The church is not brick and mortar, not a zip code, not a budget line, and not a branded program. The church is people in whom God dwells. If the Spirit of God lives in you, then wherever you stand is holy ground.
I should be asking the One in us ‘How do I live?’ more than ‘Where do we meet?’
The dwelling place of God is not a stage or a steeple - it is flesh and blood. You. Me. Us.
When we reduce church to an address or an hour on Sunday, we shrink God and excuse ourselves. We outsource presence. We attend instead of embody.
The presence of God is seen in grace and truth walking around in human skin.
It shows up when forgiveness replaces vengeance, when hospitality defeats fear, when love refuses to dehumanize the neighbor or the enemy.
The world does not need more religious gatherings; it needs more God-filled people who actually reveal God in dark, dying, depressing places.

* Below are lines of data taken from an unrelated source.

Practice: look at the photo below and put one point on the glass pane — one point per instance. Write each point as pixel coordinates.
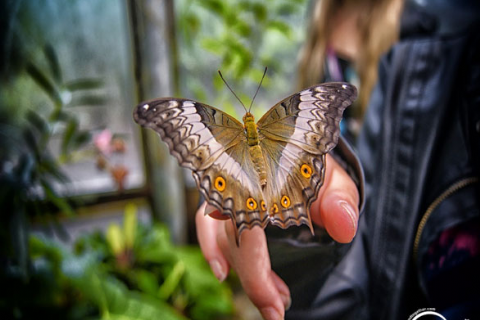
(82, 48)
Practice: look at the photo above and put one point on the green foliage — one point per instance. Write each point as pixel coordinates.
(29, 171)
(148, 278)
(239, 37)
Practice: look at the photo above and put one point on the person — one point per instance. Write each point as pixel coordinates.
(417, 244)
(345, 41)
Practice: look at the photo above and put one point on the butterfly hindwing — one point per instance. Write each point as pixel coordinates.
(298, 176)
(231, 185)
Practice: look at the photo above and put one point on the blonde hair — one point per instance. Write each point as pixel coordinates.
(377, 22)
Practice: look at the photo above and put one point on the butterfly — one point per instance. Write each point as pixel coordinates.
(255, 173)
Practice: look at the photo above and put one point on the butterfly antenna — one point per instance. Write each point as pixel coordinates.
(232, 91)
(259, 85)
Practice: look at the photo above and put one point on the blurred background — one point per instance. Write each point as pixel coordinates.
(97, 219)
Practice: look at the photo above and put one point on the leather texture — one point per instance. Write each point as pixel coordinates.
(421, 135)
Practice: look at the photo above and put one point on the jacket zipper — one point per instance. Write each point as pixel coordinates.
(447, 193)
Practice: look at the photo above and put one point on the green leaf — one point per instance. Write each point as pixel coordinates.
(58, 201)
(69, 133)
(130, 225)
(81, 139)
(260, 11)
(213, 45)
(281, 27)
(214, 6)
(115, 239)
(147, 281)
(32, 143)
(53, 62)
(89, 100)
(38, 122)
(85, 84)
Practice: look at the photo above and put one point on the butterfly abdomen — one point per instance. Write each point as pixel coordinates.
(255, 150)
(257, 158)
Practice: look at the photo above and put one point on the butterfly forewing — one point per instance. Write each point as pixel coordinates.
(295, 135)
(195, 133)
(310, 118)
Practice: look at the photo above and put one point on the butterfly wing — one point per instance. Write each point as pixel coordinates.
(295, 136)
(213, 145)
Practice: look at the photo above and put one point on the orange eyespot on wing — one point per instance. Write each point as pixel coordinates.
(251, 204)
(263, 206)
(274, 209)
(220, 184)
(285, 202)
(306, 170)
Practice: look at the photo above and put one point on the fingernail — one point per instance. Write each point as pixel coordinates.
(209, 209)
(270, 313)
(287, 301)
(218, 270)
(351, 213)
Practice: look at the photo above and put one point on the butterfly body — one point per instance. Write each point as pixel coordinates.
(256, 173)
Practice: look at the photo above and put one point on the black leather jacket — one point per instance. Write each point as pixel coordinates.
(420, 150)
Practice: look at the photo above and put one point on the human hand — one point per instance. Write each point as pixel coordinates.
(336, 209)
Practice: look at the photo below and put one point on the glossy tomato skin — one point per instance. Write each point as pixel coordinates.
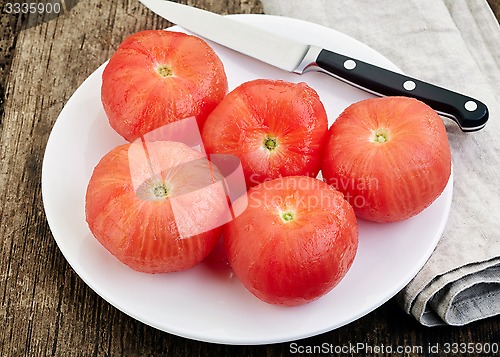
(156, 77)
(389, 156)
(276, 128)
(138, 228)
(291, 262)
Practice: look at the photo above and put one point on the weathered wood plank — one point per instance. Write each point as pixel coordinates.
(45, 307)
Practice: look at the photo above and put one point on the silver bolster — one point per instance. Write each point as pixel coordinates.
(309, 60)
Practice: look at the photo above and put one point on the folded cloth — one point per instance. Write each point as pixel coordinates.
(454, 44)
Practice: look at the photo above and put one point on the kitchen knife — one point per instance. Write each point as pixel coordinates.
(469, 113)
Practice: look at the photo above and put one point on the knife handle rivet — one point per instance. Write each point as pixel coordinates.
(349, 64)
(409, 85)
(470, 106)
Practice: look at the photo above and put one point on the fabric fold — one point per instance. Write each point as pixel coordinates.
(454, 44)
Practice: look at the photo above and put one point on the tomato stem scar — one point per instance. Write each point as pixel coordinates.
(270, 143)
(164, 70)
(160, 190)
(380, 136)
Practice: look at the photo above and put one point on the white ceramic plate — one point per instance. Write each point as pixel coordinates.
(206, 303)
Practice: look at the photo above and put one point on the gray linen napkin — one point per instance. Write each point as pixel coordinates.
(454, 44)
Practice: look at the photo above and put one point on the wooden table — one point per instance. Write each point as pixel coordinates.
(46, 308)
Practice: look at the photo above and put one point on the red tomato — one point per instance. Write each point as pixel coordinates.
(157, 209)
(156, 77)
(389, 156)
(294, 242)
(276, 128)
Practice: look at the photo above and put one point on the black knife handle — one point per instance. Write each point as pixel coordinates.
(470, 114)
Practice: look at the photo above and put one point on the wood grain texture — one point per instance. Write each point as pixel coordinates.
(45, 307)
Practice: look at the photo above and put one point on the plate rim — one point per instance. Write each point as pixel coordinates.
(212, 339)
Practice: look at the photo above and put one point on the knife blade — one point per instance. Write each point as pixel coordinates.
(470, 114)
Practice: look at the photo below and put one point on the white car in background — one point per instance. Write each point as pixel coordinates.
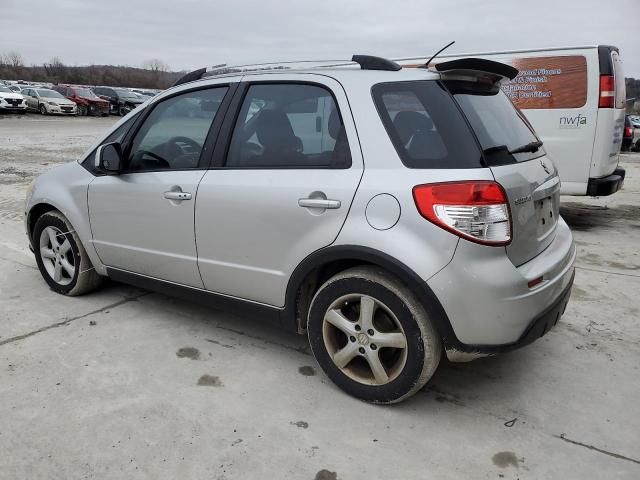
(11, 101)
(48, 101)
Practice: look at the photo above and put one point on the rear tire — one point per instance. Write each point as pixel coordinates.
(372, 337)
(61, 258)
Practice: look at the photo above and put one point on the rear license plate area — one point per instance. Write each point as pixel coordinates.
(546, 214)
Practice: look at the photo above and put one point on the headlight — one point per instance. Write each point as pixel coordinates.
(29, 192)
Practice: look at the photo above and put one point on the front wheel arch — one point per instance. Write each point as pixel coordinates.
(34, 213)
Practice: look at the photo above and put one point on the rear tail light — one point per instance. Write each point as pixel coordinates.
(475, 210)
(607, 91)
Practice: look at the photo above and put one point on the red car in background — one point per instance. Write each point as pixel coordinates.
(88, 102)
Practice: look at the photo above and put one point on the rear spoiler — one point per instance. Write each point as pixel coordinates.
(476, 66)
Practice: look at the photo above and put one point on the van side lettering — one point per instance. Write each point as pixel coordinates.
(573, 122)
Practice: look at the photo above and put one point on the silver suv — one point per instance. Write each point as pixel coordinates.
(389, 213)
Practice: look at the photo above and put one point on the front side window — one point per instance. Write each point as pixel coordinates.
(289, 126)
(45, 93)
(173, 135)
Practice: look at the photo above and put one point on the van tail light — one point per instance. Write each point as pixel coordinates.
(607, 91)
(475, 210)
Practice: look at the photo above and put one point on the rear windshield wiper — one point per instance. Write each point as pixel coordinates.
(529, 147)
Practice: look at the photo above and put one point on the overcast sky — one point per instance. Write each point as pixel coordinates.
(188, 34)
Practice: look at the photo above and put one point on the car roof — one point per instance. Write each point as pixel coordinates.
(351, 74)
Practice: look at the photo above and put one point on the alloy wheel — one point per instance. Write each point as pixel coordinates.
(364, 339)
(57, 255)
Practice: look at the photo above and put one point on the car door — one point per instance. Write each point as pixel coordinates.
(27, 93)
(142, 218)
(276, 194)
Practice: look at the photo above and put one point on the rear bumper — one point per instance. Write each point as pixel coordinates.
(487, 300)
(601, 187)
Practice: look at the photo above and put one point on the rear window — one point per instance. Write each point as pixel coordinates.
(498, 125)
(425, 126)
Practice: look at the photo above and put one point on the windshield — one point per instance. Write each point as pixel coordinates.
(125, 93)
(84, 92)
(499, 126)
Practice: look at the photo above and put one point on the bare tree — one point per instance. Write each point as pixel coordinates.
(14, 60)
(156, 65)
(55, 68)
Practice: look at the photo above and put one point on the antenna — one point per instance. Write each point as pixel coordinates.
(426, 65)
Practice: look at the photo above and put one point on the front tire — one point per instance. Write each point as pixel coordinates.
(372, 337)
(61, 258)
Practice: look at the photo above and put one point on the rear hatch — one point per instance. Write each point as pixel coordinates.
(518, 162)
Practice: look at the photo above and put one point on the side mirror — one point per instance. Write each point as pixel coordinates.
(109, 158)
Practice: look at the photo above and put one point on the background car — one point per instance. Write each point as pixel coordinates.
(87, 101)
(144, 94)
(11, 101)
(122, 100)
(48, 101)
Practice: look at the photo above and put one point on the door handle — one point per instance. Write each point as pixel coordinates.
(173, 195)
(319, 203)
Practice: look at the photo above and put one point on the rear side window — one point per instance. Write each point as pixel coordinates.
(289, 126)
(425, 125)
(498, 125)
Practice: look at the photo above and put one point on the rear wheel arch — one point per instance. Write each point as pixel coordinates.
(321, 265)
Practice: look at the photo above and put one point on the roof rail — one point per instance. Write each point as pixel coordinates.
(366, 62)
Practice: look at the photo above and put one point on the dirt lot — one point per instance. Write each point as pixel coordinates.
(130, 384)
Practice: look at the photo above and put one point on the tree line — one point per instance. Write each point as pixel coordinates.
(153, 73)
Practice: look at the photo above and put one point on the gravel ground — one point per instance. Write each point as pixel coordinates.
(125, 383)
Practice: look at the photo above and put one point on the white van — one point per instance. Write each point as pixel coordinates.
(574, 98)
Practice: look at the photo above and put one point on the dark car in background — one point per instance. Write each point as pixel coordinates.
(87, 101)
(122, 100)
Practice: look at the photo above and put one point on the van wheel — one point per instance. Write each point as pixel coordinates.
(61, 258)
(372, 337)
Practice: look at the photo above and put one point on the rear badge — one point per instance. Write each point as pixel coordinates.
(521, 200)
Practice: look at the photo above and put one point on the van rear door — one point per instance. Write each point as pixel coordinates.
(610, 119)
(518, 162)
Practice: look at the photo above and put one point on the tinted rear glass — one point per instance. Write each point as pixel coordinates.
(425, 125)
(498, 125)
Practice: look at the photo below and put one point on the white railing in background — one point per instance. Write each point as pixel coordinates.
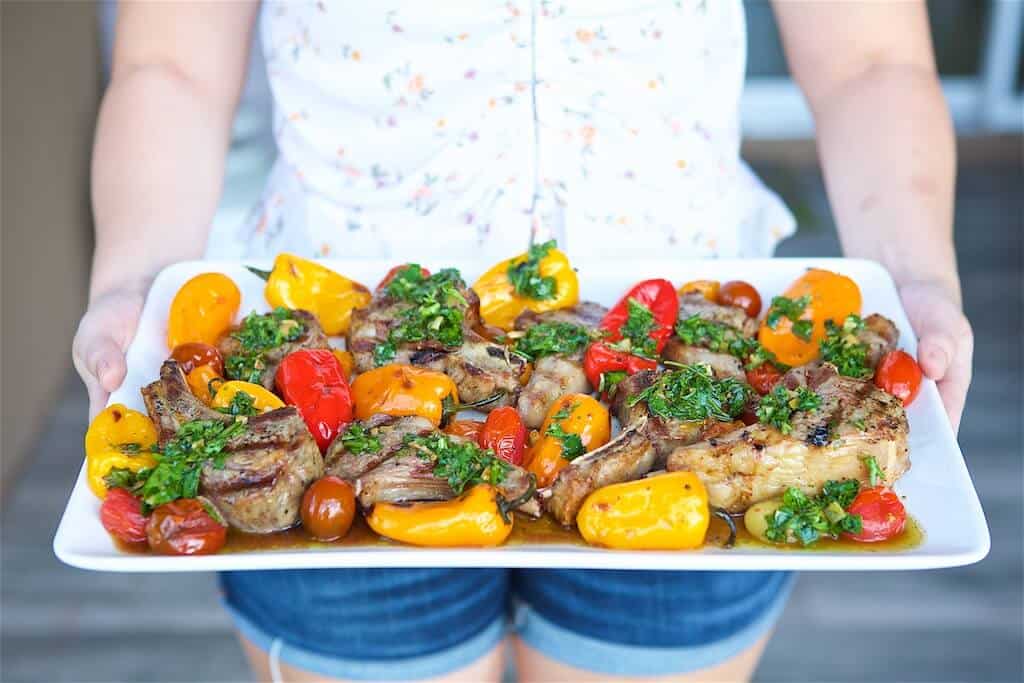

If the world is starving for hope, it’s not because God is absent - it’s because too many of His people keep Him locked inside buildings He never asked to inhabit.











I like your writings because sometimes I think, "Yeah I probably knew that. But did I really?" Reading this makes me clarify in my own mind the truth of these things and how important it is to know, to understand, and to absorb and apply. Thanks!
That’s another re-read and soak it in. Thank you Wade.